Ptex is fine for getting the colors onto your model and sticking them there*. But again if you want to use photoshop they are useless. It depends on what you do. Its not a silver bullet, it works for a lot of things but fails for a lot of things. It really depends on what you do.
BTW. you can do the same thing as PTEX already all you need to do is have humongous polycounts and use per vertex coloring. All ptex does is allows you to map these from a hires mesh to a low res one WITHOUT needing to actually have the geo in place. Plus doings all the boring job of filtering.
But yeah PTEX is great just not great for everything.

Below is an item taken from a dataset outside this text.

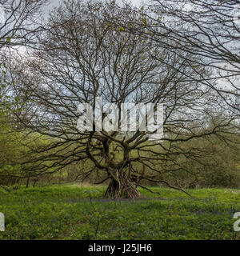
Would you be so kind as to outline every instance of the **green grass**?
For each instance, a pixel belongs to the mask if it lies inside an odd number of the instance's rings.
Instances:
[[[75,186],[0,192],[1,239],[240,239],[233,214],[240,191],[139,190],[140,200],[104,200],[105,187]],[[91,196],[95,198],[90,200]],[[164,199],[162,199],[164,198]]]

I still need to do UV's for a lot of things even WITH ptex**, just not for all the damn things i would need to ever texture. So yes its better for maybe 75% of the MOVIE tasks out there.
IF on the other hand your doing interactive models for gaming then your still stuck with texture maps for the foreseeable future. Because the extra complexity can not be spared, nobody wants a 0.1 fps game because its easier on your end.
- and avoiding a s*!tload of problems with uv filtering (at the cost of some serious computational complexity), but only un subdivison models.
** lots of thisga are easy to do if you have a uv map. because its simple. It depends really on if you want complexity up front or complexity later.